Issue825

Title memory limits not enforced on Mac OS; add driver exit codes
Priority bug Status resolved
Superseder Nosy List cedric, malte, silvan
Assigned To silvan Keywords driver
Optional summary

Created on 2018-09-17.14:57:39 by malte, last changed by silvan.

Messages
msg7574 (view) Author: silvan Date: 2018-09-19.15:07:31
Merged and pushed. The buildbot still complains because we use hard-coded time
and memory limits for running VAL. issue775 suggests adding
--validate-memory-limit and --validate-time-limit options, and I'll use that
issue for resolving this problem.
msg7497 (view) Author: malte Date: 2018-09-17.19:45:27
I left some comments on bitbucket.
msg7495 (view) Author: silvan Date: 2018-09-17.18:02:05
This turned out to be a larger issue, because our driver currently does not have
its own exit codes, which means that we cannot use our small tests to test
against a specific exit code that corresponds to trying to use some unsupported
feature of the driver, such as limiting memory on macOS.
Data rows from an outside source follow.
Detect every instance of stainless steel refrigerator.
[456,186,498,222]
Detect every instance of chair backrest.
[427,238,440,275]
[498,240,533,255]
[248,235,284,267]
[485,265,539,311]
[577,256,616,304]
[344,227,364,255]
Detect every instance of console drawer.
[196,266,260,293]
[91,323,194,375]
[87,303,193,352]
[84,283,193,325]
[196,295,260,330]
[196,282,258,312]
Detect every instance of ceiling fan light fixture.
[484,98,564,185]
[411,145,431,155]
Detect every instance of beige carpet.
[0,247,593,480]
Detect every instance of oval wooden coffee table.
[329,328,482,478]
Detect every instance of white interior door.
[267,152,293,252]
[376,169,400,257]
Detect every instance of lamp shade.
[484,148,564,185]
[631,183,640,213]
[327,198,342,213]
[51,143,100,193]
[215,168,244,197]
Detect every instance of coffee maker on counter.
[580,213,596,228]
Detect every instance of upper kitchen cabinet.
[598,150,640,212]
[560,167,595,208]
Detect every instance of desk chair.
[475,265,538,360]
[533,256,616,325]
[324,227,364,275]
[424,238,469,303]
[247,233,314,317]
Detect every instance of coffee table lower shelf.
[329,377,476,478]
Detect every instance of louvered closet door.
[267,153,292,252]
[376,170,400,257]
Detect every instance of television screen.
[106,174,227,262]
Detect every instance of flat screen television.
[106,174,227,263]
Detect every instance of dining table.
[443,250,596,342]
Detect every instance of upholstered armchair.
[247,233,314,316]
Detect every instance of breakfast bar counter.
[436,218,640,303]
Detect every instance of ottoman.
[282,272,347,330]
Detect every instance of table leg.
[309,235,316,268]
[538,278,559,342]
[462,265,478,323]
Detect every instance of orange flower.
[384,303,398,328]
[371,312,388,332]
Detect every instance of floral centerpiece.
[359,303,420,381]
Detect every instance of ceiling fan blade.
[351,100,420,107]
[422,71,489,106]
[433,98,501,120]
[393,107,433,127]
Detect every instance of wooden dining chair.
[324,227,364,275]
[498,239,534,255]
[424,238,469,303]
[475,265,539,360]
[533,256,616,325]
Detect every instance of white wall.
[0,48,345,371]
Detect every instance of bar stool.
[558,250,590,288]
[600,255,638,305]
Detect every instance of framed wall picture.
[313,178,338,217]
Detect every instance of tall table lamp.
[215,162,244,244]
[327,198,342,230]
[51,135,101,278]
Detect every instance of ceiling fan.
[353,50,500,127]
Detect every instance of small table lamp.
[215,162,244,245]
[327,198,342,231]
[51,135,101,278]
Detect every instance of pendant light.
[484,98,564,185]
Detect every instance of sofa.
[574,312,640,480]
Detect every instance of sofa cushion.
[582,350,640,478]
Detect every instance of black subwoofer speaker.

As a first step, I added exit codes to the driver and tried to use them
everywhere (grepping for "raise" and "sys.exit"):
https://bitbucket.org/SilvanS/fd-dev/pull-requests/39/default/diff
I left one comment myself at this pull-request.

The next step then will be to use the proper exit code for "unsupported driver
request" when setting a memory limit on macOS.
msg7485 (view) Author: malte Date: 2018-09-17.15:06:03
In practice, this means that we cannot limit memory on the Mac. The message is
quite old and our Mac buildbot is quite old, so this might conceivably have
changed in the meantime. But we also tested this on the most recent OS X as of
today, version 10.13.6 (High Sierra), and it has remained the same.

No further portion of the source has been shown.